Campuses:

Modeling Permeability Hysteresis in Two- and Three-Phase Flow via Relaxation

Wednesday, January 9, 2002 - 2:00pm - 3:00pm
Keller 3-180
Bradley Plohr (University at Albany (SUNY))
Two-phase flow in a porous medium can be modeled, using Darcy's law, in terms of the relative permeability functions of the two fluids (say, oil and water). The relative permeabilities generally depend not only on the fluid saturations but also on the direction in which the saturations are changing. During water injection, for example, the relative oil permeability kro falls gradually until a threshold is reached, at which stage the kro begins to decrease sharply. This stage is termed imbibition. If oil is subsequently injected, then kro does not recover along the imbibition path, but rather increases only gradually until another threshold is reached, whereupon it rises sharply. This second stage is called drainage, and the type of flow that occurs between the imbibition and drainage stages is called scanning flow. Changes in permeability during scanning flow are approximately reversible, whereas changes during drainage and imbibition are irreversible.

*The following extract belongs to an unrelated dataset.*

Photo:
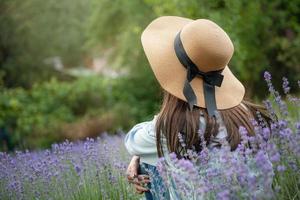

In our lecture, we describe a model of permeability hysteresis based on relaxation. The distinctive features of our model are that it (a) allows the scanning flow to extend beyond the drainage and imbibition curves and (b) treats these two curves as attractors of states outside the scanning region. Through a rigorous study of traveling waves, we determine the shock waves that have diffusive profiles, and by means of a formal Chapman-Enskog expansion, we make a connection between our model and a standard one in the limit of vanishing relaxation time. Numerical experiments confirm our analysis.